Abdelrahman, Nisrin Elamin, Stanford U., Stanford, CA - To aid research on 'Life, Law and Belonging: Contested Land and the Politics of Claim-making in Central Sudan,' supervised by Dr. James Ferguson
Preliminary abstract: The new, yet old, phenomenon of 'land grabbing' is often characterized in media and NGO reports as an unstoppable tidal wave that has hit the African continent. Informed by anthropological approaches, this project seeks to understand and examine 'foreign land grabs' as a multi-directional set of historically contingent interactions, practices and contestations shaped by heterogeneous interests and relationships.
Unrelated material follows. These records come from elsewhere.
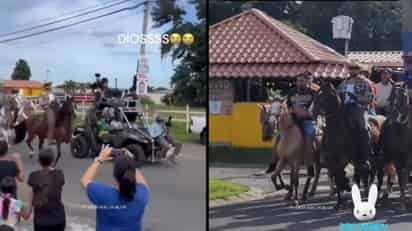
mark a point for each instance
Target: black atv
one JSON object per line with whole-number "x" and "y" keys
{"x": 133, "y": 136}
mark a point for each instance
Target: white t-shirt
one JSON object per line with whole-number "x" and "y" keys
{"x": 383, "y": 93}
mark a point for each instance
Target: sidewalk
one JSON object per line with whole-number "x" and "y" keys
{"x": 260, "y": 185}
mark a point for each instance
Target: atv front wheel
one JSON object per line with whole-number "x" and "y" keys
{"x": 138, "y": 153}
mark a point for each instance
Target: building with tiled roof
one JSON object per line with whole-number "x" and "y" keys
{"x": 29, "y": 88}
{"x": 251, "y": 50}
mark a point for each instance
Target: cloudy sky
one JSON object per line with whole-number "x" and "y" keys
{"x": 80, "y": 51}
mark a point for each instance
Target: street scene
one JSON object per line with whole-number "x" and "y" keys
{"x": 309, "y": 115}
{"x": 103, "y": 115}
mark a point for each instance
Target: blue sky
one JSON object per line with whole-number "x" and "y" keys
{"x": 80, "y": 51}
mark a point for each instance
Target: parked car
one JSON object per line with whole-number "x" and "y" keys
{"x": 198, "y": 126}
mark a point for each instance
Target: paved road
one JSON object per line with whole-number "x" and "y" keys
{"x": 177, "y": 200}
{"x": 275, "y": 214}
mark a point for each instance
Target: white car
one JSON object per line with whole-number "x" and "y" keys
{"x": 198, "y": 126}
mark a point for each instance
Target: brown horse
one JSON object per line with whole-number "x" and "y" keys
{"x": 291, "y": 150}
{"x": 37, "y": 126}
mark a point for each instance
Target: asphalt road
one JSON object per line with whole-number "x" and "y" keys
{"x": 276, "y": 214}
{"x": 177, "y": 192}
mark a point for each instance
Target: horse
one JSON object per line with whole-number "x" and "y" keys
{"x": 341, "y": 150}
{"x": 291, "y": 149}
{"x": 395, "y": 140}
{"x": 36, "y": 126}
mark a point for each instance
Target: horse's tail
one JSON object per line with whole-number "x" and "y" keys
{"x": 20, "y": 131}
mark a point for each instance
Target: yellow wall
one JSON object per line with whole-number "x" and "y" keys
{"x": 27, "y": 92}
{"x": 240, "y": 129}
{"x": 220, "y": 128}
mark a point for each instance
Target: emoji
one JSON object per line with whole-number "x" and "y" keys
{"x": 188, "y": 39}
{"x": 364, "y": 211}
{"x": 175, "y": 38}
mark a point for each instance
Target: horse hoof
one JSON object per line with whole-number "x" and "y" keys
{"x": 288, "y": 197}
{"x": 296, "y": 203}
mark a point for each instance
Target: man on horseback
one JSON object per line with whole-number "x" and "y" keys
{"x": 407, "y": 78}
{"x": 357, "y": 95}
{"x": 299, "y": 100}
{"x": 49, "y": 104}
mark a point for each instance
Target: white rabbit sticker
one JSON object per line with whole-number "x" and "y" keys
{"x": 364, "y": 210}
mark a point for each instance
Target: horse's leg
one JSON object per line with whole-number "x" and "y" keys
{"x": 279, "y": 166}
{"x": 58, "y": 145}
{"x": 317, "y": 168}
{"x": 310, "y": 174}
{"x": 402, "y": 183}
{"x": 28, "y": 142}
{"x": 295, "y": 178}
{"x": 41, "y": 142}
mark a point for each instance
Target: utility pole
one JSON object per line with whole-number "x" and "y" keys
{"x": 142, "y": 63}
{"x": 406, "y": 26}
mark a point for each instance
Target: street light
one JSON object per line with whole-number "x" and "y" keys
{"x": 342, "y": 29}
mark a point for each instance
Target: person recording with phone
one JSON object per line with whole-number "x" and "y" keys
{"x": 119, "y": 206}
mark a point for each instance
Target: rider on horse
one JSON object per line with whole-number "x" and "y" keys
{"x": 407, "y": 78}
{"x": 49, "y": 104}
{"x": 299, "y": 100}
{"x": 357, "y": 95}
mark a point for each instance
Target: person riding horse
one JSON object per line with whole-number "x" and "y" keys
{"x": 299, "y": 100}
{"x": 407, "y": 78}
{"x": 357, "y": 95}
{"x": 49, "y": 104}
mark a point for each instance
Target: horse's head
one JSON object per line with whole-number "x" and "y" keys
{"x": 398, "y": 103}
{"x": 326, "y": 102}
{"x": 267, "y": 128}
{"x": 68, "y": 107}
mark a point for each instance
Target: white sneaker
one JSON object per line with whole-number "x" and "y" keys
{"x": 170, "y": 152}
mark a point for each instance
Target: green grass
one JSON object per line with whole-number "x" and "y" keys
{"x": 233, "y": 155}
{"x": 219, "y": 189}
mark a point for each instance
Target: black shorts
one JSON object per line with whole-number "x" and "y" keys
{"x": 59, "y": 227}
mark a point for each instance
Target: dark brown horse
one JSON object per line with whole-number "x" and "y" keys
{"x": 396, "y": 137}
{"x": 37, "y": 126}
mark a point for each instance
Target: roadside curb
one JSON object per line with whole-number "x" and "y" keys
{"x": 251, "y": 195}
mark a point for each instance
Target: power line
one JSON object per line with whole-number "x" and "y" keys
{"x": 64, "y": 14}
{"x": 63, "y": 19}
{"x": 73, "y": 24}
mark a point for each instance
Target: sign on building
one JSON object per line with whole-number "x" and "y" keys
{"x": 215, "y": 107}
{"x": 142, "y": 76}
{"x": 342, "y": 27}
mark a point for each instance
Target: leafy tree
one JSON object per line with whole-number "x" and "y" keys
{"x": 21, "y": 70}
{"x": 189, "y": 79}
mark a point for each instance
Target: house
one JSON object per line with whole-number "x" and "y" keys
{"x": 248, "y": 53}
{"x": 29, "y": 88}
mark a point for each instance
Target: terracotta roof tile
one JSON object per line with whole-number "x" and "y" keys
{"x": 264, "y": 44}
{"x": 378, "y": 58}
{"x": 21, "y": 84}
{"x": 319, "y": 70}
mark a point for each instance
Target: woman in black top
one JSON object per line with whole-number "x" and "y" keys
{"x": 47, "y": 185}
{"x": 10, "y": 165}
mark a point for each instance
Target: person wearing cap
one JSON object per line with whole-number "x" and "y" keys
{"x": 407, "y": 78}
{"x": 384, "y": 88}
{"x": 156, "y": 130}
{"x": 48, "y": 103}
{"x": 357, "y": 95}
{"x": 299, "y": 100}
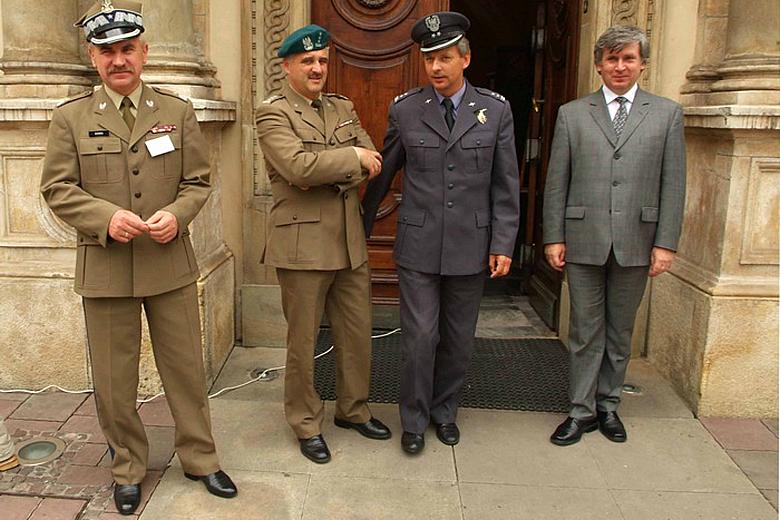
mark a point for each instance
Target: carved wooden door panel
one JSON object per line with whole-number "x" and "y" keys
{"x": 561, "y": 36}
{"x": 372, "y": 60}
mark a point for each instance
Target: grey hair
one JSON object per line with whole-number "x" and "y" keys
{"x": 617, "y": 37}
{"x": 464, "y": 47}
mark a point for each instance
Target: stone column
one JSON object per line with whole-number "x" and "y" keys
{"x": 714, "y": 320}
{"x": 40, "y": 50}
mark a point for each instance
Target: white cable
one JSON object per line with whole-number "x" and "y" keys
{"x": 211, "y": 396}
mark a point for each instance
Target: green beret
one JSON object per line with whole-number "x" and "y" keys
{"x": 306, "y": 39}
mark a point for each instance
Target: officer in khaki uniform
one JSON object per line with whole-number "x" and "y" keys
{"x": 317, "y": 154}
{"x": 127, "y": 166}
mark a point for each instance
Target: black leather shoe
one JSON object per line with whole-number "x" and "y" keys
{"x": 315, "y": 449}
{"x": 571, "y": 430}
{"x": 127, "y": 497}
{"x": 448, "y": 433}
{"x": 373, "y": 429}
{"x": 412, "y": 442}
{"x": 612, "y": 427}
{"x": 218, "y": 484}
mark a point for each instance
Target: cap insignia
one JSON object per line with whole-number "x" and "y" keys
{"x": 433, "y": 23}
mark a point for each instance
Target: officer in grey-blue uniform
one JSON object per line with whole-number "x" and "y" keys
{"x": 458, "y": 219}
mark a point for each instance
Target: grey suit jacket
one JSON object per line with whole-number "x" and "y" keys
{"x": 461, "y": 189}
{"x": 602, "y": 192}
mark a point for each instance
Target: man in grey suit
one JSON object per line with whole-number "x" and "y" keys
{"x": 458, "y": 217}
{"x": 613, "y": 205}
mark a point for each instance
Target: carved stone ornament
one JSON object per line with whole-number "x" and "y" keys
{"x": 373, "y": 4}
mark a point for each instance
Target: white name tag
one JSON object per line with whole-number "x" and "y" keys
{"x": 160, "y": 145}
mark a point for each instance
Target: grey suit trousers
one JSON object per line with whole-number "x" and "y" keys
{"x": 604, "y": 301}
{"x": 438, "y": 321}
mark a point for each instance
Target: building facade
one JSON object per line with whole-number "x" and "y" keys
{"x": 710, "y": 325}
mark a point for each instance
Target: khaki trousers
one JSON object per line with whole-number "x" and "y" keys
{"x": 344, "y": 295}
{"x": 114, "y": 333}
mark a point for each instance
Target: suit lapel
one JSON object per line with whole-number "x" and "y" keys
{"x": 147, "y": 114}
{"x": 432, "y": 115}
{"x": 107, "y": 116}
{"x": 639, "y": 110}
{"x": 466, "y": 117}
{"x": 600, "y": 114}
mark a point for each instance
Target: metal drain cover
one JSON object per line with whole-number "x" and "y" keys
{"x": 40, "y": 450}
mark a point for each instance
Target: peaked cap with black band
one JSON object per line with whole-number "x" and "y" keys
{"x": 111, "y": 21}
{"x": 440, "y": 30}
{"x": 306, "y": 39}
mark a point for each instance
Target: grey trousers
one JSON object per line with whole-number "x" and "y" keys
{"x": 604, "y": 301}
{"x": 438, "y": 320}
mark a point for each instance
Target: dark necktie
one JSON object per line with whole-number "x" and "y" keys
{"x": 620, "y": 117}
{"x": 127, "y": 115}
{"x": 449, "y": 113}
{"x": 317, "y": 106}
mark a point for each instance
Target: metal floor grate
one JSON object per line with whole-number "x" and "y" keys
{"x": 505, "y": 374}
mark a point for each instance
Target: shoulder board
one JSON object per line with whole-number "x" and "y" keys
{"x": 271, "y": 99}
{"x": 333, "y": 94}
{"x": 490, "y": 93}
{"x": 80, "y": 95}
{"x": 170, "y": 93}
{"x": 406, "y": 94}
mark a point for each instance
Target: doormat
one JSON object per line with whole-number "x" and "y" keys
{"x": 505, "y": 374}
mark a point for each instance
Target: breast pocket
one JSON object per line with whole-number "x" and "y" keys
{"x": 478, "y": 150}
{"x": 100, "y": 159}
{"x": 168, "y": 165}
{"x": 422, "y": 150}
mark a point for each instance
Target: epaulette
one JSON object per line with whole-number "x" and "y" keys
{"x": 340, "y": 96}
{"x": 80, "y": 95}
{"x": 406, "y": 94}
{"x": 170, "y": 93}
{"x": 490, "y": 93}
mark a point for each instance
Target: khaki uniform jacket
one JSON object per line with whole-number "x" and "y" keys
{"x": 94, "y": 167}
{"x": 315, "y": 220}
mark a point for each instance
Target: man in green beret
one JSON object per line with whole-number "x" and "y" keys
{"x": 127, "y": 167}
{"x": 316, "y": 155}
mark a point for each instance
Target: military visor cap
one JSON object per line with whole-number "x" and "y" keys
{"x": 306, "y": 39}
{"x": 440, "y": 30}
{"x": 111, "y": 21}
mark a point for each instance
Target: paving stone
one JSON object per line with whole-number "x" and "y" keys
{"x": 668, "y": 505}
{"x": 771, "y": 495}
{"x": 741, "y": 434}
{"x": 771, "y": 424}
{"x": 87, "y": 407}
{"x": 86, "y": 476}
{"x": 58, "y": 509}
{"x": 85, "y": 424}
{"x": 759, "y": 466}
{"x": 50, "y": 406}
{"x": 17, "y": 508}
{"x": 156, "y": 413}
{"x": 90, "y": 454}
{"x": 6, "y": 407}
{"x": 15, "y": 426}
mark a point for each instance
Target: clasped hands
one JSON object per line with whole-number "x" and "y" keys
{"x": 125, "y": 225}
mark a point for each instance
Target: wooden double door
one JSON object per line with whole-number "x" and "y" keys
{"x": 524, "y": 49}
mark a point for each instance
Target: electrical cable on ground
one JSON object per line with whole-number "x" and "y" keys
{"x": 211, "y": 396}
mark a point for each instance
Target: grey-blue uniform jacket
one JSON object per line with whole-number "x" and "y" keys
{"x": 461, "y": 189}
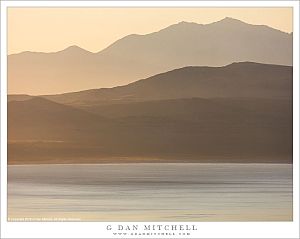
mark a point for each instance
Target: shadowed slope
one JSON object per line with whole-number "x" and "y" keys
{"x": 139, "y": 56}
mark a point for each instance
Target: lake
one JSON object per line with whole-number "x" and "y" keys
{"x": 151, "y": 192}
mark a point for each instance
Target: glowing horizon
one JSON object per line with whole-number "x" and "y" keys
{"x": 54, "y": 29}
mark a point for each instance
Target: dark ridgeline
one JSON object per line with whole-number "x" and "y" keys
{"x": 136, "y": 57}
{"x": 238, "y": 113}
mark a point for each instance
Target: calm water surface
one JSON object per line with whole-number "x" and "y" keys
{"x": 151, "y": 192}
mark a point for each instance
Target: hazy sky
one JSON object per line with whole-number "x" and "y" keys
{"x": 53, "y": 29}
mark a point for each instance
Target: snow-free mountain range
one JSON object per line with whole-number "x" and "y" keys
{"x": 220, "y": 92}
{"x": 136, "y": 57}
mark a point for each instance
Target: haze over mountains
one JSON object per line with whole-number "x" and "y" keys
{"x": 136, "y": 57}
{"x": 238, "y": 113}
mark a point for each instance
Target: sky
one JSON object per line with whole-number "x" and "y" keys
{"x": 54, "y": 29}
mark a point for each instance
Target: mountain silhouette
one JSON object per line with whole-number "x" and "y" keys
{"x": 136, "y": 57}
{"x": 238, "y": 113}
{"x": 245, "y": 79}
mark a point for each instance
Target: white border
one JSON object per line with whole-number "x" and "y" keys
{"x": 97, "y": 229}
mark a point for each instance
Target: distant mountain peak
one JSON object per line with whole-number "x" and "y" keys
{"x": 230, "y": 20}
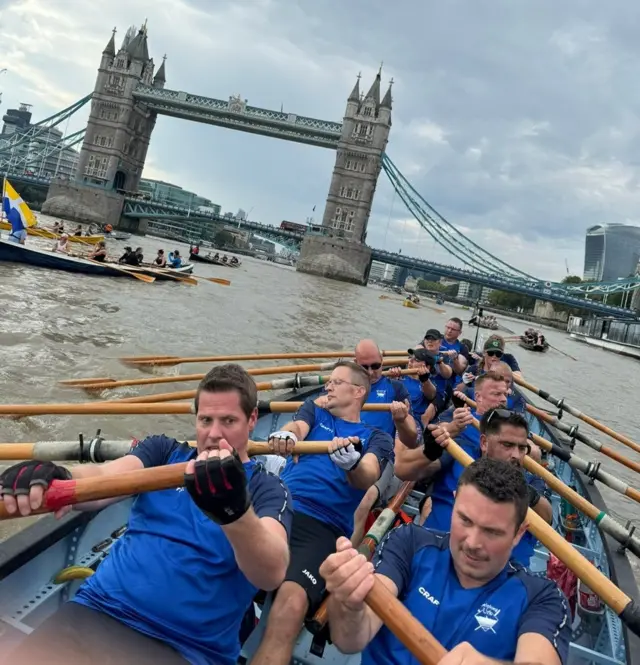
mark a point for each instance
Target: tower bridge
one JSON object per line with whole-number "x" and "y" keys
{"x": 130, "y": 94}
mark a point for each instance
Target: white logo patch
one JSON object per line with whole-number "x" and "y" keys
{"x": 423, "y": 592}
{"x": 312, "y": 579}
{"x": 487, "y": 618}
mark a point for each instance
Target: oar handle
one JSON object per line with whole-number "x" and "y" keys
{"x": 615, "y": 598}
{"x": 397, "y": 618}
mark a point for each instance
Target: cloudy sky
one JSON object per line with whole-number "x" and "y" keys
{"x": 516, "y": 119}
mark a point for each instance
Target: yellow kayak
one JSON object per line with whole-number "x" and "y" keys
{"x": 46, "y": 233}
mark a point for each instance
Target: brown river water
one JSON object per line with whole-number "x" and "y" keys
{"x": 57, "y": 325}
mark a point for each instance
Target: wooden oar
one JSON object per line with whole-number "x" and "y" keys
{"x": 606, "y": 523}
{"x": 284, "y": 369}
{"x": 560, "y": 404}
{"x": 63, "y": 493}
{"x": 163, "y": 408}
{"x": 397, "y": 618}
{"x": 616, "y": 599}
{"x": 100, "y": 450}
{"x": 256, "y": 371}
{"x": 371, "y": 540}
{"x": 280, "y": 384}
{"x": 572, "y": 432}
{"x": 216, "y": 280}
{"x": 170, "y": 361}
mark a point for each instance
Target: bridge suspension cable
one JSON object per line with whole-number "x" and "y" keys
{"x": 20, "y": 138}
{"x": 439, "y": 228}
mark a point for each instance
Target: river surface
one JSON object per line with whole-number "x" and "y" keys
{"x": 56, "y": 325}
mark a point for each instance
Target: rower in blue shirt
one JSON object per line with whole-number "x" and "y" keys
{"x": 461, "y": 586}
{"x": 502, "y": 435}
{"x": 326, "y": 490}
{"x": 175, "y": 588}
{"x": 399, "y": 420}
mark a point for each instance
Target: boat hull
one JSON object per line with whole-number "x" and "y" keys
{"x": 39, "y": 232}
{"x": 538, "y": 348}
{"x": 30, "y": 560}
{"x": 15, "y": 253}
{"x": 206, "y": 259}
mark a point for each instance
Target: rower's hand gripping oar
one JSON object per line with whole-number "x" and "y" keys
{"x": 61, "y": 493}
{"x": 624, "y": 606}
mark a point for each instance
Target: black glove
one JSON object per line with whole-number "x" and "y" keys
{"x": 534, "y": 496}
{"x": 219, "y": 488}
{"x": 21, "y": 477}
{"x": 431, "y": 449}
{"x": 458, "y": 402}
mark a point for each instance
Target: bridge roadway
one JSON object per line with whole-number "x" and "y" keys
{"x": 559, "y": 293}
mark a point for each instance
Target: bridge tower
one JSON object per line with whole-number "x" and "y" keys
{"x": 340, "y": 252}
{"x": 116, "y": 139}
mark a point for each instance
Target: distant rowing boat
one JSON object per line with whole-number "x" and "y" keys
{"x": 39, "y": 232}
{"x": 42, "y": 258}
{"x": 212, "y": 261}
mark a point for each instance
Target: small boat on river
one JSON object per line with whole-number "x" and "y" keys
{"x": 39, "y": 232}
{"x": 215, "y": 262}
{"x": 42, "y": 567}
{"x": 532, "y": 345}
{"x": 44, "y": 258}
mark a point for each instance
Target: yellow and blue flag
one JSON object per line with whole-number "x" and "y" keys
{"x": 18, "y": 213}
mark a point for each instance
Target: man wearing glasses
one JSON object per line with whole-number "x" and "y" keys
{"x": 325, "y": 490}
{"x": 428, "y": 461}
{"x": 398, "y": 421}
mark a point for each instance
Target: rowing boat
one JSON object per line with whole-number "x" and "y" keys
{"x": 42, "y": 258}
{"x": 39, "y": 232}
{"x": 42, "y": 567}
{"x": 212, "y": 261}
{"x": 533, "y": 346}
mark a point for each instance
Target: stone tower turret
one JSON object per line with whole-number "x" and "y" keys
{"x": 119, "y": 128}
{"x": 365, "y": 132}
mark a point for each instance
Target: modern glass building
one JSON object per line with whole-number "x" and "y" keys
{"x": 165, "y": 192}
{"x": 611, "y": 251}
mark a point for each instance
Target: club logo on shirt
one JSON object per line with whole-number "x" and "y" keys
{"x": 312, "y": 579}
{"x": 487, "y": 618}
{"x": 423, "y": 592}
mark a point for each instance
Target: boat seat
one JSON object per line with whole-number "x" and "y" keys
{"x": 304, "y": 651}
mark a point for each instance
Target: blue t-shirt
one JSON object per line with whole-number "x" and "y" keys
{"x": 446, "y": 481}
{"x": 173, "y": 574}
{"x": 384, "y": 391}
{"x": 491, "y": 617}
{"x": 319, "y": 487}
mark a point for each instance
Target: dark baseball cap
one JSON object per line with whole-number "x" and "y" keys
{"x": 423, "y": 356}
{"x": 432, "y": 332}
{"x": 494, "y": 344}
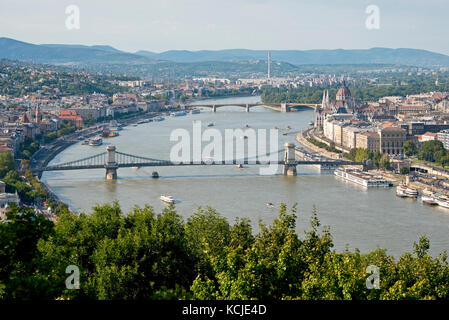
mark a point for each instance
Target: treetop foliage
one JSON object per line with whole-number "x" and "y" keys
{"x": 149, "y": 255}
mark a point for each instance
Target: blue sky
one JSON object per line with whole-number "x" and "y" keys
{"x": 212, "y": 24}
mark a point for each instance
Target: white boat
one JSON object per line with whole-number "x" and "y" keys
{"x": 167, "y": 199}
{"x": 406, "y": 192}
{"x": 362, "y": 178}
{"x": 97, "y": 141}
{"x": 178, "y": 114}
{"x": 428, "y": 197}
{"x": 443, "y": 201}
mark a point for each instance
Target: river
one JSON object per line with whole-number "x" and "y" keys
{"x": 358, "y": 218}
My investigation is situated in the agricultural Gezira region of central Sudan, where government elites recently devised a plan to revive the nation's post-secession economy, by attracting foreign investments in agriculture from within the Muslim world. Prompted in turn by the 2008 food and financial crises, foreign agribusiness companies have since leased large tracts of land, previously farmed or owned by Gezira residents, for large-scale food production. This project explores how these foreign land acquisitions are reshaping social relations between various stakeholders with competing claims to Sudanese land. Specifically, I seek to understand social transformations put in motion when different forms of religious and political authority, understandings of Islam and notions of belonging are invoked and mobilized to lay claim to land. I approach this inquiry by focusing on the role prominent Sufi Muslim leaders (shaykhs) are playing in mediating and shaping local efforts to reclaim lands leased to foreign investors.